Fitch Ratings continues to see an accommodative monetary policy stance in the Philippines due to a benign inflation environment, which bodes well for the projected economic recovery next year.
In its 2021 Outlook for Asia Pacific report dated December 8, the debt rater said absence of inflationary pressure gives the Philippines, among several other countries in the region, a leeway to keep its monetary policy view.
“We expect modest further interest rate cuts in some economies, including India, Malaysia, and the Philippines,” it said.
The Bangko Sentral ng Pilipinas’ (BSP) policy-making Monetary Board (MB) has slashed the central bank’s key rates by a total of 200 basis points to help buoy the domestic economy from the impact of the coronavirus disease 2019 (Covid-19) pandemic.

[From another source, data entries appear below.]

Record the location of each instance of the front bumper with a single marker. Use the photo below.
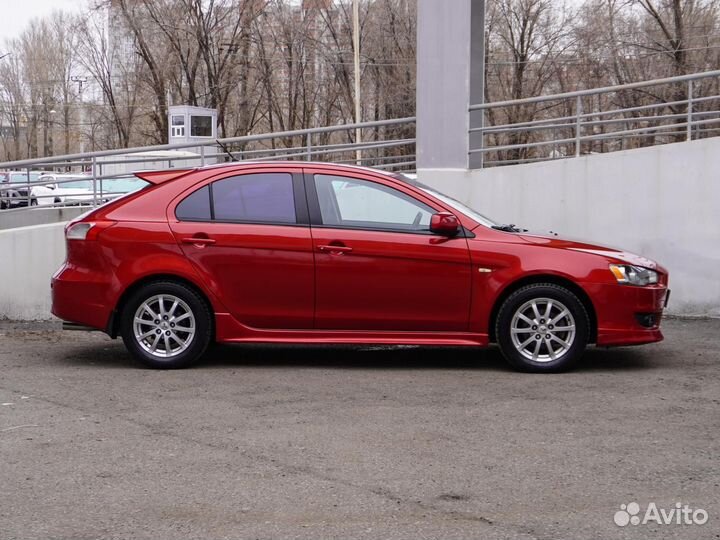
(628, 315)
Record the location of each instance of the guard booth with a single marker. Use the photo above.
(188, 124)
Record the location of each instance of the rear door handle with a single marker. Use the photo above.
(336, 250)
(198, 241)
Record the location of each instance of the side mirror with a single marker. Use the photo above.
(444, 223)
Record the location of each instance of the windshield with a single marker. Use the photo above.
(19, 177)
(452, 203)
(78, 184)
(126, 184)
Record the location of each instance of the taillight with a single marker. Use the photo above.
(86, 230)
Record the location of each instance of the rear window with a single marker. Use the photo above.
(249, 198)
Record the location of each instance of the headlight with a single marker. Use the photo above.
(633, 275)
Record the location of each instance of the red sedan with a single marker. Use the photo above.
(321, 253)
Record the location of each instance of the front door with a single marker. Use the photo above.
(377, 265)
(249, 238)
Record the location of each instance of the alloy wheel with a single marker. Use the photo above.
(164, 325)
(543, 330)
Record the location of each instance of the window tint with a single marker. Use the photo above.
(195, 207)
(266, 197)
(351, 202)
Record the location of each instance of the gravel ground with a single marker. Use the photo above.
(299, 442)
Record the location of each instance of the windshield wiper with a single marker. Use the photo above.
(508, 228)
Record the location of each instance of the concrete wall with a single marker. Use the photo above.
(661, 202)
(28, 258)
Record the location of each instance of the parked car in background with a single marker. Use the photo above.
(325, 253)
(15, 187)
(76, 189)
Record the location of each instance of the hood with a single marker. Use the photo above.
(594, 249)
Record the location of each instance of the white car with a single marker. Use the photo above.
(54, 189)
(72, 189)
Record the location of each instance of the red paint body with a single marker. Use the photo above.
(319, 284)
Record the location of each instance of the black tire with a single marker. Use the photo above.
(197, 305)
(545, 363)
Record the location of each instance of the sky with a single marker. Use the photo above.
(17, 14)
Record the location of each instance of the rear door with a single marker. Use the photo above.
(378, 266)
(248, 235)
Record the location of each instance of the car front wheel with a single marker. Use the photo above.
(166, 325)
(542, 328)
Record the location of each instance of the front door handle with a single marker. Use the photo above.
(198, 241)
(335, 250)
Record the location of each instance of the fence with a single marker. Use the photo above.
(389, 145)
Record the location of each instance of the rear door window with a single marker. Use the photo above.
(248, 198)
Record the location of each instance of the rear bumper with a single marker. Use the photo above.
(78, 299)
(628, 315)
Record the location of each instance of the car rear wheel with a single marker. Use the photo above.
(166, 325)
(542, 328)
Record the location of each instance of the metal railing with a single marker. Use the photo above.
(386, 144)
(597, 120)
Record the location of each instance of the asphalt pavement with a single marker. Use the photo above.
(304, 442)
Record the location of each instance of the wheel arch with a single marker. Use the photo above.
(114, 322)
(561, 281)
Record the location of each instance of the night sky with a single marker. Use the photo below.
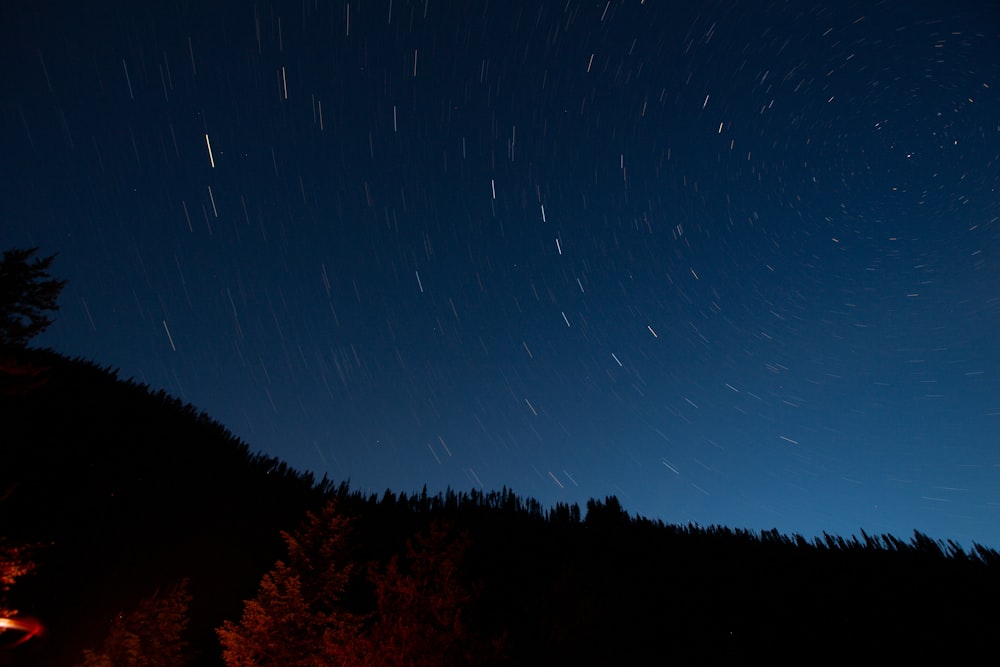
(734, 262)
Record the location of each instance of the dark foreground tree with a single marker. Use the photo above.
(423, 608)
(150, 636)
(27, 291)
(298, 618)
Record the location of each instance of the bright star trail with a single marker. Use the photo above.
(734, 262)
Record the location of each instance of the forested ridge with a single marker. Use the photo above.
(132, 505)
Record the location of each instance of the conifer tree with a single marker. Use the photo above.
(150, 636)
(26, 292)
(423, 608)
(298, 618)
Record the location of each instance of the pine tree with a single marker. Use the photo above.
(298, 618)
(26, 292)
(423, 607)
(150, 636)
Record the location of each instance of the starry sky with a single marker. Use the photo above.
(733, 262)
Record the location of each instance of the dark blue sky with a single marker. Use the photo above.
(736, 263)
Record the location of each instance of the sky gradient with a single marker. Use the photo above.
(734, 262)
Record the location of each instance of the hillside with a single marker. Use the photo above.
(127, 491)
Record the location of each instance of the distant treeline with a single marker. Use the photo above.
(137, 506)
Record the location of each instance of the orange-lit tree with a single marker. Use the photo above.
(150, 636)
(26, 292)
(422, 608)
(298, 618)
(15, 562)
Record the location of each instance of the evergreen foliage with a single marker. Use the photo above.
(152, 635)
(132, 489)
(26, 292)
(298, 618)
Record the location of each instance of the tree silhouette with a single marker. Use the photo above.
(423, 606)
(26, 292)
(15, 562)
(150, 636)
(298, 618)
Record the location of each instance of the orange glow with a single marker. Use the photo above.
(29, 627)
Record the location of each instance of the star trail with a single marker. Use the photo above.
(733, 262)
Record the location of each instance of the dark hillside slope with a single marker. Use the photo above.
(129, 491)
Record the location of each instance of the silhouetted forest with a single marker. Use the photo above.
(150, 525)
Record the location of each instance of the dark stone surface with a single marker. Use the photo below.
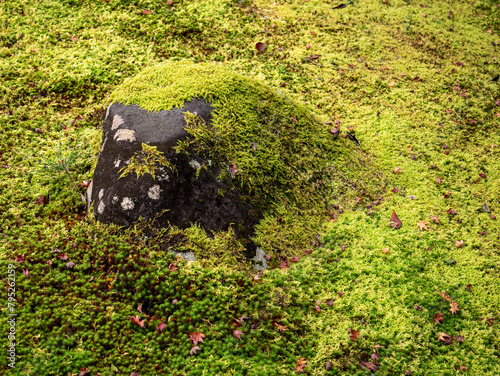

Currently, the BSP’s overnight reverse repurchase (RRP) rate is at 2 percent, the overnight lending rate at 2.5 percent, and the overnight deposit rate at 1.5 percent.
The rate reductions brought the real interest rate in negative territory since average inflation in the first 11 months this year stood at 2.6 percent.
Economists forecast further cuts in the central bank’s key rates given the need to lift the domestic economy, which has been in recession since the second quarter of this year.
The report said “accommodative stance among emerging markets will help foster recoveries and keep borrowing costs low” but added these “carry risks to policy credibility.”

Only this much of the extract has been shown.